Pakar transportasi laut dari Institut Teknologi Sepuluh Nopember (ITS) Surabaya, Dr. Ing. Ir. Setyo Nugroho, menegaskan bahwa mayoritas kecelakaan kapal—termasuk tragedi KMP Tunu Pratama Jaya—berakar pada kelalaian manusia. “Hampir 90 persen kecelakaan laut terjadi karena human error,” ujar Setyo seperti dilansir laman ITS dikutip pada Jumat (4/7/2025).
Ia menambahkan, penyebab utama kelalaian manusia pada insiden semacam ini berkaitan dengan pengelolaan muatan yang buruk. Dari data yang dikaji, sebanyak 80 persen kelalaian manusia dipicu oleh kesalahan dalam penanganan dan distribusi muatan di atas kapal. “Stabilitas kapal sering kali tidak diperhitungkan dengan benar, dan itu sangat fatal,” tegas Dekan Fakultas Teknologi Kelautan ITS itu.
KMP Tunu Pratama Jaya sendiri, menurut Yoyok, kemungkinan besar mengalami kombinasi dari sejumlah faktor risiko: mulai dari cuaca ekstrem, prosedur operasional yang menyimpang, hingga kondisi mesin yang tidak layak operasi. Semua faktor tersebut saling bertaut dan memperbesar kemungkinan kecelakaan.
“Gelombang tinggi akibat cuaca yang tidak menentu dapat mengganggu stabilitas kapal, apalagi jika muatannya tidak tertata sesuai standar,” katanya. Ia menekankan bahwa fenomena alam tidak bisa dicegah, namun efeknya bisa diminimalisir jika kapal dikelola dengan baik.
Evaluasi Standar Pelayaran
Melihat kompleksitas penyebab tenggelamnya KMP Tunu Pratama Jaya, Yoyok mendesak pemerintah dan pelaku industri pelayaran untuk melakukan evaluasi menyeluruh terhadap standar operasional pelayaran nasional. Evaluasi tersebut mencakup prosedur pemuatan, pemeliharaan kapal, manajemen navigasi, hingga digitalisasi pengelolaan muatan.
Yoyok sendiri telah mengembangkan aplikasi digital bernama iStow, yang mampu menghitung distribusi muatan secara real-time. Aplikasi ini dirancang untuk membantu awak kapal menghindari kesalahan penataan muatan yang bisa menyebabkan kapal oleng atau tenggelam.
Inovasi ini juga menjadi bagian dari kontribusi akademik dalam mendukung pencapaian Sustainable Development Goals (SDGs), khususnya pada poin ke-9 (industri, inovasi, dan infrastruktur) serta ke-14 (ekosistem laut).

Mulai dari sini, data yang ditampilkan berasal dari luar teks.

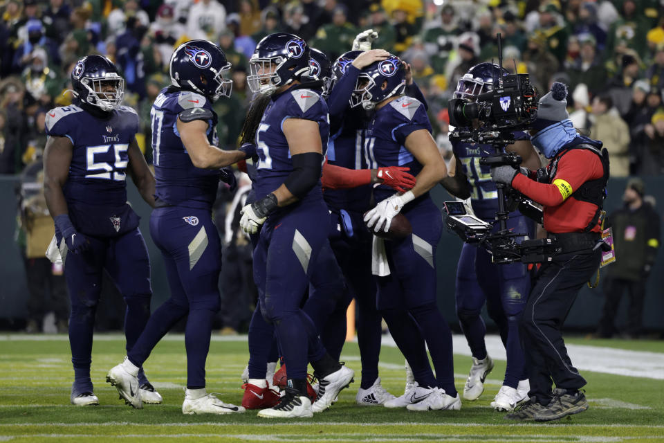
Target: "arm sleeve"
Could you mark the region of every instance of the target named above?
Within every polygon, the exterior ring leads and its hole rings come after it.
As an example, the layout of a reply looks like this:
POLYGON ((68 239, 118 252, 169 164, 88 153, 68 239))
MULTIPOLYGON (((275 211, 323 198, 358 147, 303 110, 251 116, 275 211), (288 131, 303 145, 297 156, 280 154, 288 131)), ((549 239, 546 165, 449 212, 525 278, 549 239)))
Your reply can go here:
POLYGON ((424 105, 424 109, 427 111, 429 110, 429 104, 427 103, 427 99, 425 98, 424 94, 422 93, 422 91, 420 89, 419 87, 417 86, 417 84, 415 83, 414 80, 413 81, 412 84, 406 87, 405 93, 409 97, 416 98, 418 100, 421 102, 422 105, 424 105))
POLYGON ((350 189, 371 182, 371 171, 368 169, 353 170, 323 163, 321 183, 326 189, 350 189))
POLYGON ((517 174, 512 181, 512 187, 544 206, 557 206, 584 183, 603 174, 602 162, 598 156, 589 151, 575 150, 558 162, 553 183, 537 183, 517 174))
POLYGON ((419 129, 426 129, 432 132, 431 123, 429 122, 429 116, 423 105, 420 105, 411 120, 409 120, 403 116, 399 120, 400 121, 397 122, 397 125, 392 129, 392 140, 400 145, 405 144, 406 138, 412 132, 419 129))

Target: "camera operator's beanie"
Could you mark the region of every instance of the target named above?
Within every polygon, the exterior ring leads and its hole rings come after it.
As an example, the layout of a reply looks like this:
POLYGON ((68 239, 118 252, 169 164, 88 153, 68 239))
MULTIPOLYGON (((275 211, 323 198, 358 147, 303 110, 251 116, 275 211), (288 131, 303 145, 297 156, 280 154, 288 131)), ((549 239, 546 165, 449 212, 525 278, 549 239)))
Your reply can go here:
POLYGON ((554 83, 551 90, 540 99, 537 118, 533 123, 533 129, 539 131, 569 118, 566 98, 567 87, 564 83, 554 83))

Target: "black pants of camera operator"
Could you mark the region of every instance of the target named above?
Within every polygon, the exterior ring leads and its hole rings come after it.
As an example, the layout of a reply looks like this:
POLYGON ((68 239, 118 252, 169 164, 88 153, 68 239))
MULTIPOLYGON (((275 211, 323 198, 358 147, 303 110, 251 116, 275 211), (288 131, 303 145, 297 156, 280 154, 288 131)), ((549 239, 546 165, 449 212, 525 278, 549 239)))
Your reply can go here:
POLYGON ((573 237, 573 245, 542 265, 519 325, 531 383, 529 397, 543 406, 552 398, 552 381, 556 388, 571 390, 586 384, 567 355, 561 329, 579 291, 595 275, 602 257, 599 248, 593 249, 598 236, 564 235, 568 240, 573 237), (584 247, 575 250, 579 239, 584 247))

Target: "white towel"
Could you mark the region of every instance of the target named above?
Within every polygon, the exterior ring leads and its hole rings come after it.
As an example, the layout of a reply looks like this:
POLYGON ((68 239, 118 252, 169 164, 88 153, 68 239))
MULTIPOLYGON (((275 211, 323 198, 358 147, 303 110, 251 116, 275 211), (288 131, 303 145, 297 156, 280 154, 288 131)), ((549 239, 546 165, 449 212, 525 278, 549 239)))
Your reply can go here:
POLYGON ((46 248, 46 258, 50 260, 53 264, 62 266, 64 264, 64 259, 67 256, 67 246, 64 242, 64 239, 60 242, 60 247, 57 246, 57 240, 55 236, 51 239, 48 247, 46 248))
POLYGON ((371 273, 378 277, 390 274, 387 254, 385 252, 385 240, 376 235, 371 242, 371 273))

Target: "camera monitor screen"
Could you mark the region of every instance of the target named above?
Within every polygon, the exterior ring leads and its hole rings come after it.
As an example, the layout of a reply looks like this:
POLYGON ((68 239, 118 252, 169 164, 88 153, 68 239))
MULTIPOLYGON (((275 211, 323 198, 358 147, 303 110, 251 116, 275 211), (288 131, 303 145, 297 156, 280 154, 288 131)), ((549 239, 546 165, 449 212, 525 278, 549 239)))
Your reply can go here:
POLYGON ((465 207, 462 201, 445 201, 445 210, 450 215, 463 215, 465 214, 465 207))

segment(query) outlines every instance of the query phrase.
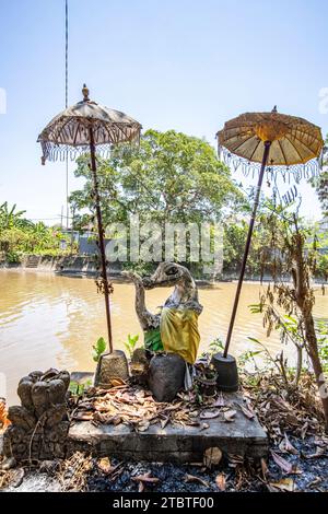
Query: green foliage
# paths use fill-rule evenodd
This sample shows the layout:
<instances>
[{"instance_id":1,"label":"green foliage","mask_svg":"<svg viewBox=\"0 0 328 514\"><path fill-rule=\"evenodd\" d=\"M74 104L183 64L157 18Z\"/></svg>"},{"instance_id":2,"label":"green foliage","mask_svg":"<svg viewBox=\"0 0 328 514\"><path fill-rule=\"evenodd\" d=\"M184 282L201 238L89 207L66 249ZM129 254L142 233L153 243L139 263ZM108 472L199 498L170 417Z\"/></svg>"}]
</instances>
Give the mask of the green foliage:
<instances>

Tragedi KMP Tunu Pratama Jaya, kata Yoyok, bukan hanya duka kemanusiaan, melainkan peringatan nasional atas lemahnya integrasi keselamatan dalam sistem pelayaran kita. Ia berharap perguruan tinggi dan institusi riset turut bersuara lebih lantang dalam membangun sistem keamanan laut yang tangguh dan berbasis inovasi.
“Sudah waktunya kita tidak hanya berbicara tentang insiden, tapi mencegahnya sejak jauh hari,” pungkasnya.